L’indagine condotta a novembre dalla National Federation of Independent Business tra i titolari di piccole imprese ha mostrato che il 24% sta aumentando i prezzi e il 28% sta pianificando di farlo. Si tratta di valori bassi rispetto all’impennata del 2022. Ma sono ancora relativamente alte rispetto alla storia pre-pandemica di entrambe le serie.
IL BRUTTO:
I reflazionisti hanno osservato che l’inflazione nella prima metà degli anni 2020 ha tracciato un modello simile a quello della prima metà degli anni ‘70, quando anch’essa si impennò e poi si moderò. Essi avvertono che potrebbe ora tracciare una seconda ondata inflazionistica, come accadde nella seconda metà degli anni Settanta. Questo scenario è uno degli ingredienti del nostro calderone ribassista.
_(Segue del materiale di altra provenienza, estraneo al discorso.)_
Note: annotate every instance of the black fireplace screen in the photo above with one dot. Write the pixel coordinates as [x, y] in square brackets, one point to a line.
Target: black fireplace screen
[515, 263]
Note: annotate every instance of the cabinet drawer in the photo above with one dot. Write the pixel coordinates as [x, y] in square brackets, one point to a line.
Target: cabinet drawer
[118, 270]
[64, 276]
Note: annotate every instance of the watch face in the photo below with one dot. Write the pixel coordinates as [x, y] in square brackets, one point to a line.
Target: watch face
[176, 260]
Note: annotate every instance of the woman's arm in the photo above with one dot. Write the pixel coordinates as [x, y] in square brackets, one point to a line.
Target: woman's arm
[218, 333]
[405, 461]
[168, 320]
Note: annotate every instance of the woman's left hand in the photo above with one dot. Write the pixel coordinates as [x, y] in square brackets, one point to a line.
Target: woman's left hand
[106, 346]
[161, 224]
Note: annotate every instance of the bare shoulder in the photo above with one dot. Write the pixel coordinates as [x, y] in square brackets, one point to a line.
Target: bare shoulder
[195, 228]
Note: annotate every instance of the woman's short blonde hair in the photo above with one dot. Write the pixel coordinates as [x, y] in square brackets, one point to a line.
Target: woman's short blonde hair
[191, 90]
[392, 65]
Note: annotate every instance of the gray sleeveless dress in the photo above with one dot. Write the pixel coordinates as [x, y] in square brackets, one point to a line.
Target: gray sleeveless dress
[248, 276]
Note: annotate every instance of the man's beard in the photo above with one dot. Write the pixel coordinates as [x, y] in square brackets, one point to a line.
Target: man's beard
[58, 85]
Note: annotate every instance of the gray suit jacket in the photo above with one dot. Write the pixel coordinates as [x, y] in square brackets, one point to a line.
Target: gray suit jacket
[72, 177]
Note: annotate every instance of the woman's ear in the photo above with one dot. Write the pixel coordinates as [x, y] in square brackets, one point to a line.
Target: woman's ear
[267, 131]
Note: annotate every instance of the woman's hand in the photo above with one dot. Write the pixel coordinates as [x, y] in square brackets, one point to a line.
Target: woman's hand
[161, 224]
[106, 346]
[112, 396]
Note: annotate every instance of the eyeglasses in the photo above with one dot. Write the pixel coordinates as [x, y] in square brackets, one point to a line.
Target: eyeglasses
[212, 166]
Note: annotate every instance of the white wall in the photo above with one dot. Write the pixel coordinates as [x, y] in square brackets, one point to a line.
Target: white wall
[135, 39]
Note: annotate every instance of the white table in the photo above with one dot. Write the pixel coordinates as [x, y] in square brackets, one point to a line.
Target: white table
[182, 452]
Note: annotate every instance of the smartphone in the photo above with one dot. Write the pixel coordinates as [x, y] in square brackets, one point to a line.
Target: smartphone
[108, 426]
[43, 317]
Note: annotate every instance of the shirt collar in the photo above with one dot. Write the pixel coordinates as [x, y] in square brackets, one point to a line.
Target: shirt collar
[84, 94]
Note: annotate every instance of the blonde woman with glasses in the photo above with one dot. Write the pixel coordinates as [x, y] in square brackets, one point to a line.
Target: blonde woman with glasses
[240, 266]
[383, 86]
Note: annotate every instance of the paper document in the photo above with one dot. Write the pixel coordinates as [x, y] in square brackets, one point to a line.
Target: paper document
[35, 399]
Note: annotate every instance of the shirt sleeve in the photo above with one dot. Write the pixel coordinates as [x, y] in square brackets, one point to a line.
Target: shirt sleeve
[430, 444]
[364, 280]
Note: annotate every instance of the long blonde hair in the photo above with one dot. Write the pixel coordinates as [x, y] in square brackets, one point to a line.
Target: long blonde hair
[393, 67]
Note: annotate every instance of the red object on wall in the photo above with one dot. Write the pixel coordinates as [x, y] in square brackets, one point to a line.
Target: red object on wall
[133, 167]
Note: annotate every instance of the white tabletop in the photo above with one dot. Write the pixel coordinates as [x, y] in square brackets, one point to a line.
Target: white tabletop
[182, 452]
Negli anni Settanta, due crisi geopolitiche in Medio Oriente fecero impennare i prezzi del petrolio, provocando la Grande Inflazione degli anni Settanta.
Nell’attuale decennio si sono già verificate due crisi geopolitiche con il potenziale di far salire i prezzi del petrolio, eppure i prezzi del petrolio rimangono contenuti. Questo perché l’offerta globale di petrolio rimane ampia, mentre la domanda globale di petrolio rimane contenuta.